Description
The British government’s counter-terrorism policy Prevent Duty puts a legal obligation on employees of specified public authorities to monitor people for signs of radicalisation and to keep them from being drawn into terrorism. The policy has been a point of contention within public discourse with policymakers, academics, and practitioners championing or critiquing the policy. However, beyond the realm of public discourse, there seems to be a grudging consent for Prevent policing amongst the people who have to implement it. This paper aims to explore how this consent is manufactured and what does this tell us about the changing nature of counter-terrorism policing in civic life.
Using Gramsci’s concept of hegemony, this paper will demonstrate that the Prevent Duty is being transformed from a coercive juridical instrument into a ‘common sense’ approach by the co-optation of practices such as safeguarding within health, education, and social work sectors. This enquiry is informed by the findings of semi-structured interviews conducted with Prevent co-ordinators and employees of specified authorities in the north of England.
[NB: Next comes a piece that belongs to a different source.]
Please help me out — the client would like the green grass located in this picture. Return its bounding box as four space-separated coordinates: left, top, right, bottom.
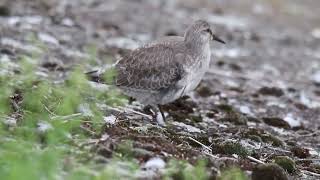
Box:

These interviews provide insights into how counter-terrorism monitoring is normalised within civic spaces and the nature of consent for this policing, ranging from wholehearted approval to reluctant adoption of Prevent by social workers and health and education practitioners.
Gramsci’s framework of hegemony is useful for this study because it not only explains how the Prevent Duty is neutralised from a policing tool into an act of civic duty, it also helps us chart a course for this hegemonic regime which is moving beyond specific sectors in the society to encompass entire communities of counter-terrorism citizens conducting surveillance as ‘common sense’ practice.